Search code examples
rmachine-learningneural-networktidymodels

Is there a way to get predictors importance from a neural network created on Tidymodels?


I am currently using Tidymodels to create a supervised classification model. The aim of the model is to predict a binary outcome (variable "broadGroup") using a high number of variables (498). I used several engine and algorithms. For the majority of models, I had no problems getting the variable importance using the package VIP for most models however it does no work for neural network. I would really like to obtain it because the neural network is the best performing model so far (performances were ranked using AUROC).

Here is the code used to create the model :

#creating recipe
ap_recipe <- recipe(broadGroup ~ ., data = ap_train) %>%
  step_normalize(all_numeric()) %>% 
  step_dummy(all_nominal_predictors()) #%>%

#setting validation set
ap_boot <- bootstraps(ap_train, times= 3, strata = broadGroup)

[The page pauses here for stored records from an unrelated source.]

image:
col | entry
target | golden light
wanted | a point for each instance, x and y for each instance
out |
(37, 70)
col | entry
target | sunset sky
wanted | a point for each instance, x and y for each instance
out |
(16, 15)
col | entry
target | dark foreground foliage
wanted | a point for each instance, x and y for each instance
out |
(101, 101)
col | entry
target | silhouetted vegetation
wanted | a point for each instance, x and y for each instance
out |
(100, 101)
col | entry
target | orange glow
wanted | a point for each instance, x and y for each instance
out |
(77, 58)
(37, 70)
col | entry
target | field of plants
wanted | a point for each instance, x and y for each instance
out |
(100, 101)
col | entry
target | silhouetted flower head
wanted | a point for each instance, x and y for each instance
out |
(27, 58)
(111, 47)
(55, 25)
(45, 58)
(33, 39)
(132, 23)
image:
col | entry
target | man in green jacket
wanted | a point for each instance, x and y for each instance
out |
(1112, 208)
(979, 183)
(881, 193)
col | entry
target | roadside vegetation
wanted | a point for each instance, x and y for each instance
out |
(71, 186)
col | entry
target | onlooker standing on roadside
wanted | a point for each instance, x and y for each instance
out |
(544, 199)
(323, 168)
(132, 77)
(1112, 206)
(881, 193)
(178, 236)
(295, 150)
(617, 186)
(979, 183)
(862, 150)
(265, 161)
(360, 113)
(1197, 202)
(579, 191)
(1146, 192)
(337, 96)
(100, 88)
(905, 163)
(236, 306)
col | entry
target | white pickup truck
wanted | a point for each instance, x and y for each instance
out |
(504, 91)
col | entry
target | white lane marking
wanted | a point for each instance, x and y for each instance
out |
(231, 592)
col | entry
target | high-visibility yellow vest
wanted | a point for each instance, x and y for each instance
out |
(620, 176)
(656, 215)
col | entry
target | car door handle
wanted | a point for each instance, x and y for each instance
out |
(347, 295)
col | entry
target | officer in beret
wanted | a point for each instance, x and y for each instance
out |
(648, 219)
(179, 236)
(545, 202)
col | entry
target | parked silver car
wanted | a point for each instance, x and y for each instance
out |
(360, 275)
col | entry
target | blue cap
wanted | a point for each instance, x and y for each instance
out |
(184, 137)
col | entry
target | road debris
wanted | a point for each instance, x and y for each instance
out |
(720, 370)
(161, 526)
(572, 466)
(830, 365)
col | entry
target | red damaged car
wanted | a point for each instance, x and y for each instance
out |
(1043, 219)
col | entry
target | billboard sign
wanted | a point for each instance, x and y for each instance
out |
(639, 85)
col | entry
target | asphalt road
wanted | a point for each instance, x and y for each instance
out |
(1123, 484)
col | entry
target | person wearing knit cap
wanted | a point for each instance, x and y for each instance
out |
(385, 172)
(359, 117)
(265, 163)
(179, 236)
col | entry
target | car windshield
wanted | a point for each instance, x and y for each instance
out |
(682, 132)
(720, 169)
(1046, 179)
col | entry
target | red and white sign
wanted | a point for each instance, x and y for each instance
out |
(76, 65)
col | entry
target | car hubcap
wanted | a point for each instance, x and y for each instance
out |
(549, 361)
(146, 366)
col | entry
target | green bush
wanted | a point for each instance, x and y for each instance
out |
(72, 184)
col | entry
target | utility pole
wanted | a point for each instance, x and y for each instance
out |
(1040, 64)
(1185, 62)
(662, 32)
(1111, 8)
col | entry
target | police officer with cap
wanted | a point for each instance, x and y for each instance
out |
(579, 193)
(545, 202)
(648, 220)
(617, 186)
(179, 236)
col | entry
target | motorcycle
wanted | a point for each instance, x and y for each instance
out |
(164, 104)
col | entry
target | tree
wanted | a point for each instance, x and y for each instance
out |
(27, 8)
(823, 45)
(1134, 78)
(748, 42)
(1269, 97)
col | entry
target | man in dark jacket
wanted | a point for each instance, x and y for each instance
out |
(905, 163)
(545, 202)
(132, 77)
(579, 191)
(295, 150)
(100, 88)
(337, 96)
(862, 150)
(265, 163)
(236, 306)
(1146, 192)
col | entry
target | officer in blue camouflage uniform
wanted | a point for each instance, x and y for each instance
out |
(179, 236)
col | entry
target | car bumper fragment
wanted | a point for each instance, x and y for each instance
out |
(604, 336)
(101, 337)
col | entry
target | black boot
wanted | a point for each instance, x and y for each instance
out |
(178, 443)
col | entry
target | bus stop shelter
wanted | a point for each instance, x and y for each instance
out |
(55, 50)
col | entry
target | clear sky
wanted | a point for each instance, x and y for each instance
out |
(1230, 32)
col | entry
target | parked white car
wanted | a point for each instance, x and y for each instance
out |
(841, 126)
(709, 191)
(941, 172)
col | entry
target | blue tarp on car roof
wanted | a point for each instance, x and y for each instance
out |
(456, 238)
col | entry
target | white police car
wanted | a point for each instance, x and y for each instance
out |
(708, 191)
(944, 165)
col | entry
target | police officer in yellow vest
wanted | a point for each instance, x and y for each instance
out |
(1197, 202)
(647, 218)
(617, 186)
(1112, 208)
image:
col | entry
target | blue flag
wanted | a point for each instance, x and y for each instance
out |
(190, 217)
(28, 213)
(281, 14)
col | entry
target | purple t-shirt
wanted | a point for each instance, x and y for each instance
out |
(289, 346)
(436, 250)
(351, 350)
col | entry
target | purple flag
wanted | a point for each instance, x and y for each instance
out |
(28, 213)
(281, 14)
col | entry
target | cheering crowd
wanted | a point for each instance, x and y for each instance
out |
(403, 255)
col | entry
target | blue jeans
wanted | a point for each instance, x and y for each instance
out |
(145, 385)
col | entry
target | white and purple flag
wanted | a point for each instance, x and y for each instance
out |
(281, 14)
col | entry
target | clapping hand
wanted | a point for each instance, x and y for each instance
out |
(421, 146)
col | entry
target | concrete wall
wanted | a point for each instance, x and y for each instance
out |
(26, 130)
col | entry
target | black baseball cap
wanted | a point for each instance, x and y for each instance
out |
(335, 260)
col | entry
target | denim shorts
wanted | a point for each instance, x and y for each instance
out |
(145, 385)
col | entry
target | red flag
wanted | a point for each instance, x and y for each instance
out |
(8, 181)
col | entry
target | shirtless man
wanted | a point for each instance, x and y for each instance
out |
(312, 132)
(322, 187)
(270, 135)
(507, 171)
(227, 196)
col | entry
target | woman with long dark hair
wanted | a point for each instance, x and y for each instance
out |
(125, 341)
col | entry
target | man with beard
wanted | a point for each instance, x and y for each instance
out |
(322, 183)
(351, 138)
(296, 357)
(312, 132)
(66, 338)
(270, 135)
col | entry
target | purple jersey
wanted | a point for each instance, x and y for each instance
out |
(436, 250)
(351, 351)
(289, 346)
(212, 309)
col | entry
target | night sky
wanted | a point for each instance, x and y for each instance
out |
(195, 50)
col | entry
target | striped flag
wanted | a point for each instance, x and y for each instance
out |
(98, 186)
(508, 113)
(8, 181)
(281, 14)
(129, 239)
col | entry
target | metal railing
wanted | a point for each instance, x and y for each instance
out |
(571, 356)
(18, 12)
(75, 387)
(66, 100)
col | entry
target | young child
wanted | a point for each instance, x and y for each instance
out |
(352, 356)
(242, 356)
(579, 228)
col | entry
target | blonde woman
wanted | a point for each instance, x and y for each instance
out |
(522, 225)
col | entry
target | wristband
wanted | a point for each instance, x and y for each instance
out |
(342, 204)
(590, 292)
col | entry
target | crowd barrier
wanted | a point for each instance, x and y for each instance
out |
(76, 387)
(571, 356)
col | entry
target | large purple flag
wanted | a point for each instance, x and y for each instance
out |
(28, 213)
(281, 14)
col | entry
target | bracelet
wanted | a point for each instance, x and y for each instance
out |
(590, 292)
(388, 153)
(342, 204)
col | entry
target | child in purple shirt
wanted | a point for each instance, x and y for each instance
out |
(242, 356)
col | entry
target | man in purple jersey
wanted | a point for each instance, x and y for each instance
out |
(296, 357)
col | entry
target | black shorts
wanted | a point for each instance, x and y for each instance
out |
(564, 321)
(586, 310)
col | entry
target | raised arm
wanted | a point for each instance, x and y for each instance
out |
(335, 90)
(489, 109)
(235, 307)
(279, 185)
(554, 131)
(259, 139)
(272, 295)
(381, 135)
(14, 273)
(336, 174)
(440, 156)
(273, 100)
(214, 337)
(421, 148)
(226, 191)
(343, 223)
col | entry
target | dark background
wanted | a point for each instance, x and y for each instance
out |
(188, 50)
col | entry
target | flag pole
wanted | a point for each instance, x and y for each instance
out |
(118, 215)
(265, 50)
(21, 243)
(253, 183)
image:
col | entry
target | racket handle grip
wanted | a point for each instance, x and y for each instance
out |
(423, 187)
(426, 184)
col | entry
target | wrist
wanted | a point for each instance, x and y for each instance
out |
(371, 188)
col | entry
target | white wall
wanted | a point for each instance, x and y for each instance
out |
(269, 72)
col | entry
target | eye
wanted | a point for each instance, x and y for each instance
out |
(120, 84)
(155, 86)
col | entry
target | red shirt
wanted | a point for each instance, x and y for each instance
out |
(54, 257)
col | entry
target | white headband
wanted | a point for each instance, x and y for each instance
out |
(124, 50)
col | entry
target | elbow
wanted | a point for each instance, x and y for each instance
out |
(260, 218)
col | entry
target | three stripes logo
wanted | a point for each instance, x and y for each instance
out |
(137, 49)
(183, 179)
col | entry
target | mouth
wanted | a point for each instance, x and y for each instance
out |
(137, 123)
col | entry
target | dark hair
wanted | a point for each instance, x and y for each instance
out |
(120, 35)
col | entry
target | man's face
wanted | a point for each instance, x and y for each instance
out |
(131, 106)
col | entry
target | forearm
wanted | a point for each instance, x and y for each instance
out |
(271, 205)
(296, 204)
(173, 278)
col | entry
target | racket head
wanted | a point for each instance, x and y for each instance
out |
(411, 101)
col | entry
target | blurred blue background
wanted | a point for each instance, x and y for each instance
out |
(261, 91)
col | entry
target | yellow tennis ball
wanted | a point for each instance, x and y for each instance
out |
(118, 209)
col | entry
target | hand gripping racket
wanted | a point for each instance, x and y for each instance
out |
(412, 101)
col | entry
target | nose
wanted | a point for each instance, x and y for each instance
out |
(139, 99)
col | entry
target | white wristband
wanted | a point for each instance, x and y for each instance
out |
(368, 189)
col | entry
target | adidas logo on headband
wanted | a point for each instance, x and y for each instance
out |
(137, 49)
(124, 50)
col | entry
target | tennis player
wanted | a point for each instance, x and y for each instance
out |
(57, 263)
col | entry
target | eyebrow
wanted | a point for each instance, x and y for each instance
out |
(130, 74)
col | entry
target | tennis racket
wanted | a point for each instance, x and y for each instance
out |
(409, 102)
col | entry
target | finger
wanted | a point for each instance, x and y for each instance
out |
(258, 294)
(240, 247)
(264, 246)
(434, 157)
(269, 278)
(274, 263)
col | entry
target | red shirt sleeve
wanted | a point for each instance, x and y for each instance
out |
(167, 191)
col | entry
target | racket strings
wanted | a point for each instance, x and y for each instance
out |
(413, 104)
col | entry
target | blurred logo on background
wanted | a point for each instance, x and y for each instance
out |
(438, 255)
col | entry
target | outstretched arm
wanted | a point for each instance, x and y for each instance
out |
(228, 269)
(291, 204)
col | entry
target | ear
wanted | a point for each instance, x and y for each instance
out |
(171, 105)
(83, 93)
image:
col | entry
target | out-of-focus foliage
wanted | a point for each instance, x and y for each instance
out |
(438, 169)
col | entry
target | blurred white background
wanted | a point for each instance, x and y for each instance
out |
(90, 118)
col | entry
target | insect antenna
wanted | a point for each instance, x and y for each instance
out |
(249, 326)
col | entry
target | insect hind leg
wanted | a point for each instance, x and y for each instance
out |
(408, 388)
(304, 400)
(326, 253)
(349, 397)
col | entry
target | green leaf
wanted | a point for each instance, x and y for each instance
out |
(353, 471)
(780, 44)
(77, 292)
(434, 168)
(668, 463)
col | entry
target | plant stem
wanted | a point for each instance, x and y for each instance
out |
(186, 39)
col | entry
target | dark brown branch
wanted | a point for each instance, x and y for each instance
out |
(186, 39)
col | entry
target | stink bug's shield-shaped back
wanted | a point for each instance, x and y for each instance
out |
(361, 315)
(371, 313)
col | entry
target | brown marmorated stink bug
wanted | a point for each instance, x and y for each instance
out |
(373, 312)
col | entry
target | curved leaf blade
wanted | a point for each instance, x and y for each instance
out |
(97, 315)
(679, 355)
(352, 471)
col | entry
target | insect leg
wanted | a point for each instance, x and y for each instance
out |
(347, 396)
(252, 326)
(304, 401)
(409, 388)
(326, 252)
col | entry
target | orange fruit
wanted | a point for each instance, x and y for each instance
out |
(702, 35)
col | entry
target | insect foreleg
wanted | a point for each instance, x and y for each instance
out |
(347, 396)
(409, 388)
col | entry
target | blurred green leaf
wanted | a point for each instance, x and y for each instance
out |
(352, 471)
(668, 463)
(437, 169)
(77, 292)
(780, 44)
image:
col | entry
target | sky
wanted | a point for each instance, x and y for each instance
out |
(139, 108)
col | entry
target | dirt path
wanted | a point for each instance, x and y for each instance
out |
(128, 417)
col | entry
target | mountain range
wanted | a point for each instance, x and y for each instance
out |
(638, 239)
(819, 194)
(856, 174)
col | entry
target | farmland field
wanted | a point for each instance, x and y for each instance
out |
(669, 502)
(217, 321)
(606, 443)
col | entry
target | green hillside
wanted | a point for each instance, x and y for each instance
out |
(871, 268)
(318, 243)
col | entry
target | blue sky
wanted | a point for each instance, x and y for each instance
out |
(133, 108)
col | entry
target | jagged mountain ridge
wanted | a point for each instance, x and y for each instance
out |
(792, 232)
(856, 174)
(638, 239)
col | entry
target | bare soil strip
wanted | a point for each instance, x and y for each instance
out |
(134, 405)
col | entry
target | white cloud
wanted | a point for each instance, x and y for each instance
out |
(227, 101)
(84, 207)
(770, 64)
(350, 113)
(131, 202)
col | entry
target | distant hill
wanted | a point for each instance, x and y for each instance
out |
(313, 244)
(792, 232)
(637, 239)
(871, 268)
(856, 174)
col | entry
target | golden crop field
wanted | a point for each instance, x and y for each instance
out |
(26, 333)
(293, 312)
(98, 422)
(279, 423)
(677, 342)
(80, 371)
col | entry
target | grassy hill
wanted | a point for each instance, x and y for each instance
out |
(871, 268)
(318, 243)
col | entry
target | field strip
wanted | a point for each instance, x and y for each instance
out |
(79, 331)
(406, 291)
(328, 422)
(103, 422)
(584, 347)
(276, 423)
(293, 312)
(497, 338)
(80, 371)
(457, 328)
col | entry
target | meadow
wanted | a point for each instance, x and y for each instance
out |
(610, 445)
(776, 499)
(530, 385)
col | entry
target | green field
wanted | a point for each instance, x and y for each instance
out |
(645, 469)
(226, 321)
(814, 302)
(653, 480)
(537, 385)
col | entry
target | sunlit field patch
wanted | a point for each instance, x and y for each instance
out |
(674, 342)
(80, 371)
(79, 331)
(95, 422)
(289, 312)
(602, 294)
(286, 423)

#Creating Neural Network model
nnet_model <- mlp(hidden_units = tune(), 
                  penalty = tune(),
                  epochs = tune(),
                  activation = "relu") %>% 
  set_mode("classification") %>%
  set_engine("keras", verbose = FALSE)

#available parameters for activation: "linear", "softmax", "relu" and "elu"

#creating workflow
nnet_wflow <- workflow() %>% 
  add_recipe(ap_recipe) %>%
  add_model(nnet_model)

#creating tuning grid
nnet_grid <- grid_regular(
  hidden_units(range = c(1,10)),
  penalty(range = c(10e-10,0)),
  epochs(range = c(500, 1000)),
  levels = 5)

#evaluating nnet model with metrics

nnet_res <- 
  nnet_wflow %>% 
  tune_grid(
    resamples = ap_boot,
    grid = nnet_grid,
    control = control_grid(save_pred = TRUE),
    metrics = metric_set(kap, recall, precision, f_meas, accuracy, roc_auc),
    )

nnet_best <- 
  nnet_res %>% 
  select_best("roc_auc")

#showing performance in all folds
nnet_res %>%  collect_metrics(summarize = TRUE)

#collecting predictions
nnet_predict <- nnet_res %>%
  collect_predictions(parameters = nnet_best)

save(nnet_predict,nnet_res,nnet_best, file = "./data/model/apnnet.RData")

#generating confusion matrix
nnet_predict %>% conf_mat(broadGroup, .pred_class) 

My current idea is to create a loop to train a model using only one of the predictor and one model using all predictor minus one for all predictors. Obtain the metrics everytime and then compare the variation of AUROC for each variable. It would however be rather long considering the number of predictor and I am pondering whether it would be correct (because it would create a new model everytime and not the already existing and trained model). Do you know any other way to perform it ?


Solution

  • If you want model agnostic estimates of importance, you can use the DALEXtra package.

    Chapter 18 of the tidymodels book has a good tutorial on that.

    If you want a model-specific importance score, the new version of baguette has a function that works with the nnet package:

    library(tidymodels)
    library(baguette)
    
    
    tidymodels_prefer()
    theme_set(theme_bw())
    options(pillar.advice = FALSE, pillar.min_title_chars = Inf)
    
    
    data(two_class_dat)
    
    nnet_fit <- 
      mlp() %>% 
      set_mode("classification") %>% 
      fit(Class ~ ., data = two_class_dat)
    
    nnet_fit %>% 
      extract_fit_engine() %>% 
      nnet_imp_garson()
    #> # A tibble: 2 × 2
    #>   predictor importance
    #>   <chr>          <dbl>
    #> 1 A               63.9
    #> 2 B               36.1
    

    Created on 2023-04-07 with reprex v2.0.2